The Cabinet approval of the National Policy on Anti-Money Laundering, Countering the Financing of Terrorism and Countering Proliferation Financing (AML/CFT/CPF) 2026–2030 highlights the government’s growing focus on protecting the financial system from activities that could conceal or transfer illicit funds.
The policy was developed following the Third National Risk Assessment carried out by the Financial Intelligence Unit of the Central Bank of Sri Lanka during 2024/2025. The assessment identified vulnerabilities within the country’s financial environment and examined the challenges created by increasingly sophisticated financial crimes.
Investment companies offering opportunities linked to agriculture, plantations and alternative assets have become increasingly visible in recent years. While many businesses operate legitimately, regulators worldwide have warned that investment structures with unclear ownership, unrealistic returns or weak transparency controls can become vulnerable to misuse.
Financial crime experts note that criminals may attempt to exploit business models that involve large numbers of investors, complicated payment arrangements or insufficient verification processes. Such structures can potentially be used to disguise the origin of funds or create the appearance of legitimate business activity.
The Central Bank has emphasised the importance of stronger monitoring systems as technology transforms the way money moves across borders and between financial platforms. Digital transactions, online investment promotions and rapidly growing financial networks have increased the complexity of identifying suspicious activity.
The new AML/CFT policy is designed to strengthen Sri Lanka’s ability to detect, investigate and prevent financial crimes. It aligns with recommendations issued by the Financial Action Task Force (FATF), which establishes international standards for combating money laundering, terrorist financing and proliferation financing.
Under the upcoming framework, authorities are expected to improve coordination between regulatory agencies, enhance financial intelligence gathering and strengthen mechanisms for identifying high-risk transactions.
The Central Bank has also urged investors to conduct proper due diligence before committing funds to investment programmes. Public awareness remains a key defence against fraudulent schemes, particularly those promising guaranteed profits or unusually high returns.
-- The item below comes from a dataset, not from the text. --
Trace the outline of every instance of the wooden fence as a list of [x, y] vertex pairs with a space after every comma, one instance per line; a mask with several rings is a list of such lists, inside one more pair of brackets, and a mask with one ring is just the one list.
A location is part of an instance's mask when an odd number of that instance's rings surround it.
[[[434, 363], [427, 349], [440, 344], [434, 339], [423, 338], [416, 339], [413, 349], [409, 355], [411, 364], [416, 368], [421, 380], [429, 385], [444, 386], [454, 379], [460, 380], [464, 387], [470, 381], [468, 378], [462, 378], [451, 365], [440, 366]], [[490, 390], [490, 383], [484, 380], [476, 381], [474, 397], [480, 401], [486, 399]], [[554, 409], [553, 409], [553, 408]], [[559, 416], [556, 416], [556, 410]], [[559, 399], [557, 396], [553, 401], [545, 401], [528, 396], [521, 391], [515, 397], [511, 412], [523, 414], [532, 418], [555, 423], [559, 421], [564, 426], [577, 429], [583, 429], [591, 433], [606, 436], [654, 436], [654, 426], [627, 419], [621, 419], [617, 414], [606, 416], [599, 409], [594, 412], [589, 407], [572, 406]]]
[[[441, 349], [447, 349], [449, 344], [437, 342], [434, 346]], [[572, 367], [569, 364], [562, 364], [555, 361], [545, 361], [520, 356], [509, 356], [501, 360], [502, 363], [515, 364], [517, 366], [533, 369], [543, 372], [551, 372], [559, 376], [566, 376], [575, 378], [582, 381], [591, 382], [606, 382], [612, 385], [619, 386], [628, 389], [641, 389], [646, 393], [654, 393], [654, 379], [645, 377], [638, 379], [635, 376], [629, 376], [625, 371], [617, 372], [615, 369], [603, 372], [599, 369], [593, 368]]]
The growth of plantation-linked investment opportunities reflects wider changes in Sri Lanka’s economy, where investors increasingly seek alternative income sources. However, regulators warn that rapid expansion without adequate oversight could create opportunities for financial misconduct.
The implementation of the 2026–2030 national policy represents a major step in strengthening Sri Lanka’s financial security framework. Authorities face the challenge of encouraging legitimate investment while preventing financial channels from being exploited for illegal purposes.
As investigations and monitoring mechanisms improve, greater scrutiny is expected on investment companies and financial activities operating in sectors considered vulnerable to money-laundering risks.